In Serdula v. State, the Georgia Court of Appeals vacated the defendant’s convictions for multiple counts of unlawful surveillance, child molestation, aggravated sodomy, sexual assault against a person in custody, and aggravated child molestation.
The Court remanded the case to the trial court, though to a different judge, to decide the defendant’s motion to recuse the original trial judge. The Court held that the impartiality of the trial judge could have reasonably been questioned, so it was error for the trial court to deny the defendant’s motion to recuse.
The record showed that, after being indicted, the defendant moved to recuse the trial judge based on his close relationship with the District Attorney. The trial judge himself heard the motion and denied it, stating that he could see no reason why his impartiality might be questioned.

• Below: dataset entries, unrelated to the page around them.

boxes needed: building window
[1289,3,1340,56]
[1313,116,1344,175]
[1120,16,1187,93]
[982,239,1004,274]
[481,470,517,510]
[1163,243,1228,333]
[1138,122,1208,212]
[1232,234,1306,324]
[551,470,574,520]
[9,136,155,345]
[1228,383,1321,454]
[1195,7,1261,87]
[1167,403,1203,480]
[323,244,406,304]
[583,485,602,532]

The Georgia Court of Appeals noted that the trial judge had admitted in a subsequent motion for recusal that the District Attorney had served as the judge’s campaign treasurer in 2010. Though that campaign was eventually abandoned after an appointment to Superior Court by the Governor, the defendant’s case was assigned to the judge that same year. The Court was uncertain whether the assertion of a “close relationship” between the trial judge and the District Attorney required a recusal due to the lack of objective facts in the defendant’s motion.
Regardless of the facts set forth in the motion, the Court noted that a trial judge has a duty to recuse himself if he is independently aware of grounds for it and has a duty to disclose information on the record in open court that the parties and attorneys may consider relevant to the issues of recusal or disqualification. Here, the trial judge erred by not making any disclosures regarding his past relationship with the District Attorney.
As a result, the Court remanded the case to develop the facts and judicial disclosures concerning that relationship and noted that, at the very least, the motion should be referred to another judge.